A: toen verplichte screening daadwerkelijk werd geïmplementeerd in deze toestand, was ik met een ander systeem., We plaatsten daar actief patiënten in standaard voorzorgsmaatregelen en toen de screening werd uitgevoerd, vonden we meer gevallen van MRSA, maar zagen zeker geen veranderingen in onze transmissiesnelheden die al vrij laag waren. In mijn huidige instelling plaatsten we ook patiënten in standaard voorzorgsmaatregelen en toen we verplichte screening toevoegden, zagen we ook geen vermindering van de transmissiesnelheden die net zo laag waren. Dus eigenlijk had de wet geen invloed op ons in beide gevallen anders dan de uitgaven van geld aan ons screeningprogramma., En dit is gereproduceerd in een aantal poster presentaties in vele staten waar verplichte actieve surveillance werd goedgekeurd.

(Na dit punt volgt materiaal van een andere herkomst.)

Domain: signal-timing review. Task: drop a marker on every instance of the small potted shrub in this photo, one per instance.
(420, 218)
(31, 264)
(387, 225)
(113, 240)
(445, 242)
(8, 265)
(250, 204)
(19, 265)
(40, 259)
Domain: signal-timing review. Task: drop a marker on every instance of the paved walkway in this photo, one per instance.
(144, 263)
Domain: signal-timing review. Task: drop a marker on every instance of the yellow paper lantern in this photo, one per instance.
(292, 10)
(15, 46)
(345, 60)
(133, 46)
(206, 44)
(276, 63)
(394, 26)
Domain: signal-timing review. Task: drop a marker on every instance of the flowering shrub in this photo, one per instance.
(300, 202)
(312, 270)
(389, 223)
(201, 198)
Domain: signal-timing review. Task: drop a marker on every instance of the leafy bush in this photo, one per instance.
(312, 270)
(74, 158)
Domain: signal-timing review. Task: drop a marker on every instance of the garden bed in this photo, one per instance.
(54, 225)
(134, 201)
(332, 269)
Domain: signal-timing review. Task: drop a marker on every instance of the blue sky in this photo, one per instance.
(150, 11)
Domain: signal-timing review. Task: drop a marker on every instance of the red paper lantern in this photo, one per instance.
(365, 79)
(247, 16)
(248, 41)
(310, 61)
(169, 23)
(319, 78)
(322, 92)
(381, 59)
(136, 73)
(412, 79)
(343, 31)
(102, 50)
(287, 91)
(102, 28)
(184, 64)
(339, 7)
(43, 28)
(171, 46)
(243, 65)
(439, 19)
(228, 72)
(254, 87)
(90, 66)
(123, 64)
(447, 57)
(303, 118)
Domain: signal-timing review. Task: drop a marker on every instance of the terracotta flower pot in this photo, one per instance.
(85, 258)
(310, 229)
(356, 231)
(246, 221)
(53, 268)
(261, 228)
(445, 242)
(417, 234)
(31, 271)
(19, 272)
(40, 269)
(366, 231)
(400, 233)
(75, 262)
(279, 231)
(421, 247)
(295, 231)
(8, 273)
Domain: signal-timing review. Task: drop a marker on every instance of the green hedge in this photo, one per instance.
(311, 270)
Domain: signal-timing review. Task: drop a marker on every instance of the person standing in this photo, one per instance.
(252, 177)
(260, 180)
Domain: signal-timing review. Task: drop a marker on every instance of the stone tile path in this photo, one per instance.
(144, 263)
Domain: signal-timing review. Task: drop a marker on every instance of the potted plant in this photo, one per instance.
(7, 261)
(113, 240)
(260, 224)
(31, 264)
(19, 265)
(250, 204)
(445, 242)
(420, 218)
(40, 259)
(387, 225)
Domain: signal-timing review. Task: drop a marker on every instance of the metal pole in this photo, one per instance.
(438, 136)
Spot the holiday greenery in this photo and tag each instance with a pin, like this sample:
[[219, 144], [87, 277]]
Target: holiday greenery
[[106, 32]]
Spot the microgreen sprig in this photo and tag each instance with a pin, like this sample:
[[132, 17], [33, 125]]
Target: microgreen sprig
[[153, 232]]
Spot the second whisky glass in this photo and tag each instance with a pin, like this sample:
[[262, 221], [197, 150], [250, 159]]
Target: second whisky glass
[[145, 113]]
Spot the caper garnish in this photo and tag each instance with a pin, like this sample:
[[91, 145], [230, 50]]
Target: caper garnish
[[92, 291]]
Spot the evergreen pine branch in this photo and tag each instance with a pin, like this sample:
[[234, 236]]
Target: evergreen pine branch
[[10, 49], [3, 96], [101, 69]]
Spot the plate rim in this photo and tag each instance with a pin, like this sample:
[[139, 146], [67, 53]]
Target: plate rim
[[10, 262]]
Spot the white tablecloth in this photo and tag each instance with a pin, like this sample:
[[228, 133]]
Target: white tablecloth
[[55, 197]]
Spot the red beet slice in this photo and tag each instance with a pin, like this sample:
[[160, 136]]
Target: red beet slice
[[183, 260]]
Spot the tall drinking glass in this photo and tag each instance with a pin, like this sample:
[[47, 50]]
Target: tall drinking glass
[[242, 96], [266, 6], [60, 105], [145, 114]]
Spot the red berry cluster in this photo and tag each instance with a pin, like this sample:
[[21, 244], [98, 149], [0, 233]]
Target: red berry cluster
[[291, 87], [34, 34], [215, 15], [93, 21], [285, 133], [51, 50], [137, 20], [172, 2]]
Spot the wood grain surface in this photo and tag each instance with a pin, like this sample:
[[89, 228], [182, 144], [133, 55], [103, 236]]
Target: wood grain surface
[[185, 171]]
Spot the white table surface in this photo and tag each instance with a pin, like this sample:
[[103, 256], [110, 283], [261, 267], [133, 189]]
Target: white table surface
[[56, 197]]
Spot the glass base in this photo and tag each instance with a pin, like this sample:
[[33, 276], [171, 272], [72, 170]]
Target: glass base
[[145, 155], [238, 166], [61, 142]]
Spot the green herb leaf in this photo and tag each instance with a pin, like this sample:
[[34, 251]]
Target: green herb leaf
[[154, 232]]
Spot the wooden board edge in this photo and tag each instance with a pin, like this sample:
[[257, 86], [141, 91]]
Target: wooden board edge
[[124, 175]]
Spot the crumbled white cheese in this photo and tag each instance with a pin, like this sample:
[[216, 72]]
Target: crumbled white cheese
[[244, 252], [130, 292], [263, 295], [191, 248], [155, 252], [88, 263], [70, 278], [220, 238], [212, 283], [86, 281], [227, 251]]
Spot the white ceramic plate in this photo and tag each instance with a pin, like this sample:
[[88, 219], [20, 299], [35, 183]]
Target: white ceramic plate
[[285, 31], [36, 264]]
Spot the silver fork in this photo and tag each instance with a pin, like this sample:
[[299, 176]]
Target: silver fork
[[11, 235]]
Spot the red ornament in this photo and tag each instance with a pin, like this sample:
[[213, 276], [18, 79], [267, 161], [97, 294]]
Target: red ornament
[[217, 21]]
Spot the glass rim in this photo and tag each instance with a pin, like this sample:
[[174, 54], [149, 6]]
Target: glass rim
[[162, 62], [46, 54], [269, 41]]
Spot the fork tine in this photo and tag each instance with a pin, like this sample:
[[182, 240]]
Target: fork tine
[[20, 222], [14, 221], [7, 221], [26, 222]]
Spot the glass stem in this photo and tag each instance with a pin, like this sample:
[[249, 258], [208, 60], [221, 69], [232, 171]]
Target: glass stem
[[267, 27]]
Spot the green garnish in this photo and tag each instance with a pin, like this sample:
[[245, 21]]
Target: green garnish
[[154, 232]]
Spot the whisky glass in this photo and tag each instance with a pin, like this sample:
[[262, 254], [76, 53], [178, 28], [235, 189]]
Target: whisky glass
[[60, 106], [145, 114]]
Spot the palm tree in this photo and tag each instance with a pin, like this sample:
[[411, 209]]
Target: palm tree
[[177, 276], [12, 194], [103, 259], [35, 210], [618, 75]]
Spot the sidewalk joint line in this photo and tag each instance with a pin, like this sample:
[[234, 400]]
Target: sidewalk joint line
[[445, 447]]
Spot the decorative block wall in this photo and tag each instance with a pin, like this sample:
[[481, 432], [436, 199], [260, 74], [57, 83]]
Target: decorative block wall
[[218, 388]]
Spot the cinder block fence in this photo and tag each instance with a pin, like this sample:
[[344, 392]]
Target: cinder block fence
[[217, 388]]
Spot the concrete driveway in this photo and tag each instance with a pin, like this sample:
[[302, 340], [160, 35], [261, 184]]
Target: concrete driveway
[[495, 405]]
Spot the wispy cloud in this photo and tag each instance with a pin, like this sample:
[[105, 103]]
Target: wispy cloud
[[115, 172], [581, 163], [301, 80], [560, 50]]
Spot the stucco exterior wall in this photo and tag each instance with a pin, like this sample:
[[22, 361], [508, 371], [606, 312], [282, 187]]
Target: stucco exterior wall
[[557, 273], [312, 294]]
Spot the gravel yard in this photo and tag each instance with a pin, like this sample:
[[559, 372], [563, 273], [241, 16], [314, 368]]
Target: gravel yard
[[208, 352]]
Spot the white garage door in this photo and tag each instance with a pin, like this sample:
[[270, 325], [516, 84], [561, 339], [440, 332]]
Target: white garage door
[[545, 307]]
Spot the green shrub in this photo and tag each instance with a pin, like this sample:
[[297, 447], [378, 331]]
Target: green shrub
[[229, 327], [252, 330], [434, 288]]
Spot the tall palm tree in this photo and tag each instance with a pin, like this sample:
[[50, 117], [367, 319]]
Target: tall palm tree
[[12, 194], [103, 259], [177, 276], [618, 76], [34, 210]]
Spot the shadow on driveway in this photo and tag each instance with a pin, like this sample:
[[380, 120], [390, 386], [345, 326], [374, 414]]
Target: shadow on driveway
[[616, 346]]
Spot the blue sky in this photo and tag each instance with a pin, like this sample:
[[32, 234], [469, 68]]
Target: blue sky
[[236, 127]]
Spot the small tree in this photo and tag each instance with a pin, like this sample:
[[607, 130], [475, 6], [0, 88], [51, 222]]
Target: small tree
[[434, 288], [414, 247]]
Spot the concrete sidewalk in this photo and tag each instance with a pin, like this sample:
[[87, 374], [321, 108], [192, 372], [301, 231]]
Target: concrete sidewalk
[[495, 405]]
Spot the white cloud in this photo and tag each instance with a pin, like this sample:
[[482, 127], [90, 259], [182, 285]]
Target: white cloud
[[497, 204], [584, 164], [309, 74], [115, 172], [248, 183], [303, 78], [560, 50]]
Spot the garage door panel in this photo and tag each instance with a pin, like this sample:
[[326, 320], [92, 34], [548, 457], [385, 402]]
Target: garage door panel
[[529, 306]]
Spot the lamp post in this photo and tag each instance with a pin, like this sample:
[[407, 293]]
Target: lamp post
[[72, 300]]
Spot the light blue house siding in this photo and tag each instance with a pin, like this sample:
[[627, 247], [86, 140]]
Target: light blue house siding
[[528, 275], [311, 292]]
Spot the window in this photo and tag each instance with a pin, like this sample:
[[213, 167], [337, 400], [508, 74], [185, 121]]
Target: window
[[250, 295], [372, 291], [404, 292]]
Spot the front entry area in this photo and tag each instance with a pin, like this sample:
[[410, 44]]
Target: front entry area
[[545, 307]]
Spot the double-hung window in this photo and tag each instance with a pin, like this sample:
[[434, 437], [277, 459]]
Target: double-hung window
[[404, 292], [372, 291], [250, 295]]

Q: Waarom denkt u dat sommige studies aantonen dat MRSA-screeningsprogramma ‘ s succesvol kunnen zijn bij het verlagen van MRSA-infectiepercentages?A: Ik denk dat we het er allemaal over eens zijn dat in uitbraaksituaties actieve surveillance als kortetermijninterventie om de uitbraak te bestrijden zinvol is. Op de lange termijn is actieve surveillance echter niet zo effectief als andere interventies in het verlagen van infectiepercentages.,
Q: sommige studies zeggen dat MRSA screeningprogramma ‘ s niet kosteneffectief zijn, terwijl andere studies beweren dat ze op lange termijn veel geld besparen. Welke aspecten van MRSA screening programma ‘ s maken ze duur? A: MRSA-screeningsprogramma ‘ s brengen kosten met zich mee, zoals personeel en laboratoriumuren en persoonlijke beschermingsmiddelen (PBM). Het toekennen van geld aan deze wordt nog duurder op de lange termijn, omdat rapporten aangeven dat MRSA screening programma ’s niet aan lagere infectiepercentages en MRSA infectie tarieven niet stijgen wanneer Instellingen stoppen met hun screening programma’ s.,
Q: Zijn front-end strategieën zoals handhygiëne en CHG-baden beter dan een screeningsprogramma? A: Studies hebben aangetoond dat deze en andere horizontale benaderingen die vele soorten ziekteverwekkers kunnen uitroeien in plaats van slechts één type ziekteverwekker succesvoller zijn dan MRSA-specifieke strategieën bij het beheersen van MRSA. Deze bredere benaderingen zijn effectiever in het onderbreken van ziekteoverdracht dan smallere zoek-en-vernietigingsmethoden en ik denk dat daar de toekomst van preventie-inspanningen ligt.